Яан Кросс - Окна в плитняковой стене
И вдруг твой натренированный голос оратора сорвался. Мгновение ты молчал и затем, повернувшись к Лидии, произнес, но так, будто ты обращался к тысячам слушателей (это ведь было в твоем стиле):
— M-lle Янсен, отныне я нарекаю вас Койдулой[111]!
Ведь именно ты произнес эти слова! Ведь именно ты первым назвал это имя. Как и многое другое в этой стране ты сказал первым… Ответь: почему же потом ты причинял нам все то, что ты причинил…
Ответь!.. Ты уже не можешь ответить. Ты лежишь где-то там в Пярнумааском лесу, в земле… Все уже в земле… Только я один еще жив. Я еще жив. И я должен бороться, чтобы твои слова стали ложью. Любой ценой. Я должен, я должен, должен. Ты, страшный дух разрушения, кто дал тебе право от имени отца произнести такие гнусные слова и теперь бесстыжий господин Пальм с наслаждением их печатает; теперь они вошли в эстонскую литературу, ничего не стоит его утверждение, что они не представляют собой никакой литературной ценности, по его следам их будут с удовольствием печатать вечно:
Что мне народ и что мне воля?
Родимый край — ну что мне в том?
Они мою согреют старость?
И приведут ли счастье в дом?[112]
Как же посмел ты сказать эти слова от имени нашего отца, ведь ты же знал, как дорога была ему родина?! Как много значила для него любовь эстонского народа?! И если его жизненный размах вмещал еще и другие, земные, интересы — неужели ты не мог ему этого простить, если не ради него самого, если не ради нас остальных, то хотя бы ради Лидии? Ради Лидии, которую ты сам окрестил Койдулой?!

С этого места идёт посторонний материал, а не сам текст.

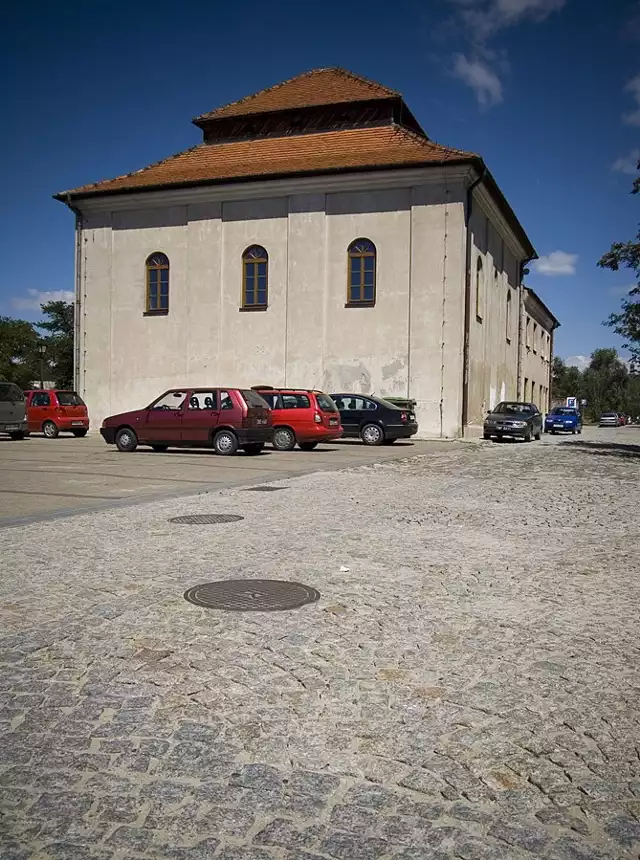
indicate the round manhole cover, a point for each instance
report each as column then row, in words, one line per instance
column 251, row 595
column 206, row 519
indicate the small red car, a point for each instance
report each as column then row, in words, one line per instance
column 53, row 411
column 302, row 417
column 224, row 419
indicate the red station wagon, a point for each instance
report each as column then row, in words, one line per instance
column 305, row 417
column 224, row 419
column 53, row 411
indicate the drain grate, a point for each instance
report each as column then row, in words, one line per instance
column 251, row 595
column 264, row 489
column 206, row 519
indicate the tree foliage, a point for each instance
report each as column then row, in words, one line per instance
column 626, row 255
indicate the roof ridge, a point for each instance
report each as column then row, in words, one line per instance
column 367, row 81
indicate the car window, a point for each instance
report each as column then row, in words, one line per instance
column 295, row 401
column 11, row 393
column 69, row 398
column 173, row 400
column 203, row 400
column 252, row 398
column 225, row 400
column 41, row 398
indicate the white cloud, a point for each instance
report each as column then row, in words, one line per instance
column 35, row 298
column 556, row 263
column 579, row 361
column 627, row 163
column 632, row 117
column 485, row 83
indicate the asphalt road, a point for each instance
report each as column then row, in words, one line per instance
column 43, row 478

Ведь вся последующая жизнь нашей семьи была сплошным стенанием под бременем этой клеветы. При этом престиж требовал, чтоб наших страданий никто не видел. И между собой мы упоминали об этом лишь в редких случаях. Я не знаю, что говорили об этих делах отец с мамой — при мне они вовсе этого не касались. Так или иначе, но мама, как бы это сказать, — ее Haltung[113] в эти годы становилась все более деревянной, и мне казалось, что не из-за одной только боли в крестце, которая скорее согнула бы ее, чем лишила способности сгибаться. И бедным верблюдам, как она называла нашу домашнюю прислугу, доставалось от нее еще сильнее, чем прежде.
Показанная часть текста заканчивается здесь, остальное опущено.